A recent tweet by Donald Trump criticizing the costliness of Lockheed Martin's F-35 program caused its stock to plummet by about $3.5 billion. The effects were not only immense but also immediate: The Independent reported Boeing fell by 1.5% after the tweet.

Although the impact on Lockheed Martin is likely temporary, this reflects the power that Twitter as well as other social media outlets have on society and the marketplace. There are numerous examples of individual posts on social media having dramatic economic consequences. A more severe case occurred in 2013, when the Associate Press’s Twitter account was hacked. A tweet was posted describing a false attack on the white house in which Barack Obama was injured. In the hour after the false news had been tweeted, according to CNN, the Dow Jones dropped nearly 13 points.

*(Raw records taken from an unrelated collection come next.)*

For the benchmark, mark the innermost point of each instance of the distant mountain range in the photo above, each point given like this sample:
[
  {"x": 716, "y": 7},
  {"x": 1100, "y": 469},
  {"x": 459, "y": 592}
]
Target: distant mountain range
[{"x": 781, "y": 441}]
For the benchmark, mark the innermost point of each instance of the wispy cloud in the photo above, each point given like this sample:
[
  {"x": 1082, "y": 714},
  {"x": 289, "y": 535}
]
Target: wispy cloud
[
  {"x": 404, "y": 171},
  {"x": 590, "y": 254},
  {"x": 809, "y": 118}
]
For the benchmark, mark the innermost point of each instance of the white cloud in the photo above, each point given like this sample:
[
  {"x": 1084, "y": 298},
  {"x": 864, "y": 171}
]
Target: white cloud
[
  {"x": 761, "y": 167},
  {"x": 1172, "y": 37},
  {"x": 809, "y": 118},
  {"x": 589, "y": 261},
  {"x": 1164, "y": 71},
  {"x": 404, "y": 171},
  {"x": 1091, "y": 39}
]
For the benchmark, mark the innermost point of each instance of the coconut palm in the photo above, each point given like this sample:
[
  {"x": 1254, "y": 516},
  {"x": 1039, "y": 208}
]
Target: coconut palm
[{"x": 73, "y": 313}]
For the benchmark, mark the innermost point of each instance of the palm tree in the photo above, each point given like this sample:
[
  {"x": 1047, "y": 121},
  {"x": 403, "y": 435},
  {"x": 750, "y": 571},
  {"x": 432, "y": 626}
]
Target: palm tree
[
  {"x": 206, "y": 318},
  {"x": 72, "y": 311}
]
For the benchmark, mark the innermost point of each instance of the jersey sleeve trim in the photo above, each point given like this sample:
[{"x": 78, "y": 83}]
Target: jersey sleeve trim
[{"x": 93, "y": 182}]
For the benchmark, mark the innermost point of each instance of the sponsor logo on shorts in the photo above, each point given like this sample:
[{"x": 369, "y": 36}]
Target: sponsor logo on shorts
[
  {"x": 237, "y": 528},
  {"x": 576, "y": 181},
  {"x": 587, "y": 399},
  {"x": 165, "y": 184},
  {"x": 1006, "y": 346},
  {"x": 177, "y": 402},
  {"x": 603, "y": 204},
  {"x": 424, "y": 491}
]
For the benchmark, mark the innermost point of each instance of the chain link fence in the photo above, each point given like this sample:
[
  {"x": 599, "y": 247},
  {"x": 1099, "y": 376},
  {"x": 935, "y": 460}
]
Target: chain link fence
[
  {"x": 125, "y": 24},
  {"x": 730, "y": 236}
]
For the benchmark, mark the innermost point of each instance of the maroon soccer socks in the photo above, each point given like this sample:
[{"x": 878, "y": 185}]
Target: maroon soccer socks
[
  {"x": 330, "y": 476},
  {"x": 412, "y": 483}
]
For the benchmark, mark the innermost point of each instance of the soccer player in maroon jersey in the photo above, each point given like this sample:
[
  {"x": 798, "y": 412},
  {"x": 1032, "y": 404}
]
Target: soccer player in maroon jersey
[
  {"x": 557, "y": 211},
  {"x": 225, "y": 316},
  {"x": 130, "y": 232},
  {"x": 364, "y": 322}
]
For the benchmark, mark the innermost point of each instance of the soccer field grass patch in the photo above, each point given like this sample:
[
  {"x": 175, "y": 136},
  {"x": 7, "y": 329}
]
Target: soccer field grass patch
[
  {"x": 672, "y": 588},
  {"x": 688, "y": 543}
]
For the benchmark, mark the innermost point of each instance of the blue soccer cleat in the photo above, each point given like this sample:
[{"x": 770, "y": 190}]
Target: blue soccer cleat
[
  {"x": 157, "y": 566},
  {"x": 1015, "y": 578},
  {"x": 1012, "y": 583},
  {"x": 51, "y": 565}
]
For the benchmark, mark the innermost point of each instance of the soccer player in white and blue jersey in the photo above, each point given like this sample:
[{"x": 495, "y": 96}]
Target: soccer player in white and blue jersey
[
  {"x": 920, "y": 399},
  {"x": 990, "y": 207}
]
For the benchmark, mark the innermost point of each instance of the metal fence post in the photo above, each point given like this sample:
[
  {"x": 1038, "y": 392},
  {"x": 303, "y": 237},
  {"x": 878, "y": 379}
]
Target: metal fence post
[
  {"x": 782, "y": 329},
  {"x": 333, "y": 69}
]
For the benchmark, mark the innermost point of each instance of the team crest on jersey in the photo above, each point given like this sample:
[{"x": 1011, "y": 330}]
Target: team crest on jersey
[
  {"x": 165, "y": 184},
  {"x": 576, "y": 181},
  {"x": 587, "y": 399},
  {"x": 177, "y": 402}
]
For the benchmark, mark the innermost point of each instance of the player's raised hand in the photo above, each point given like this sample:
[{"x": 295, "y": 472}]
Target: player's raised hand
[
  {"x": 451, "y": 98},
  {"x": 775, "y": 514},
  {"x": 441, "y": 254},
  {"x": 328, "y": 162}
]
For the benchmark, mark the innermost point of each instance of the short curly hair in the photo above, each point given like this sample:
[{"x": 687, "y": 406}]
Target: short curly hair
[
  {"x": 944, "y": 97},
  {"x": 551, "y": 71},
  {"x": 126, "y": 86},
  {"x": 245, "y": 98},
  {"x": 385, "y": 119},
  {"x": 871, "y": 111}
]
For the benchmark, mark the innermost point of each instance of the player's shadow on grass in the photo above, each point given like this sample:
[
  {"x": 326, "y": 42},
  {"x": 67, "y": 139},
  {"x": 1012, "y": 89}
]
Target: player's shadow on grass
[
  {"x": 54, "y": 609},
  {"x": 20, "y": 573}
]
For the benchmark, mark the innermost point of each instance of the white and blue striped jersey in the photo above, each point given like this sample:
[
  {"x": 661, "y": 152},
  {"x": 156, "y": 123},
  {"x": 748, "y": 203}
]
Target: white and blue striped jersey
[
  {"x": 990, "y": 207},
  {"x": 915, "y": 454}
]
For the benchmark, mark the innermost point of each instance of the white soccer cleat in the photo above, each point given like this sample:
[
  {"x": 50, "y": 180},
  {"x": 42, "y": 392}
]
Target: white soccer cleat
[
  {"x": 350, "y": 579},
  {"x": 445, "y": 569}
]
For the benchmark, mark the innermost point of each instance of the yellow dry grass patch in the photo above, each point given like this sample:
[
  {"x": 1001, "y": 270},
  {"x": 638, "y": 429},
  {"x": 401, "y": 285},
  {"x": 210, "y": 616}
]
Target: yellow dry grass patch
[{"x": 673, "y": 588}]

More commonplace examples of the intersection of social media and the economy lie in the rapid rise in investments by companies in online marketing campaigns throughout recent years. Contributor Christine Moorman reported for Forbes on the surges in corporate spending on social media – all in spite of a general lack of reliable metrics to measure returns on those investments. Indeed, even the FDA is investigating how it might use Twitter to spread information about pharmaceutical drugs and their side effects. While not a corporation, this reflects the general belief in the power of social media in affecting people’s opinions and consumption.

Alongside the increased presence of political and corporate entities in social media, posts of non-famous individuals are also growing to become more consequential. One such incident is noted of a recent documentary about comedy and free speech entitled Can We Take a Joke?. In this case, a woman tweeted a joke before boarding a plane and by the time she got off, she had lost her job and incurred death threats as a consequence.

More generally, social media has created an uncomfortable tension for employers. As employees’ outside-of-work comments are increasingly visible publicly, managers face dilemmas concerning ethics and professionalism. Stephanie Chen described this tension in an article for CNN. In it, she reflects on the ways social media and workplace tensions have clashed. She recalls, for instance, a viral video of two Domino’s employees that led the company to fire and sue them. She offers the prescriptions of an attorney who says of any social media posting: “It can become public and stay out there forever. Don't post anything you don't want to send to your boss in an e-mail.”

For stock markets, businesses, and employees alike, social media has become a complex but powerful force.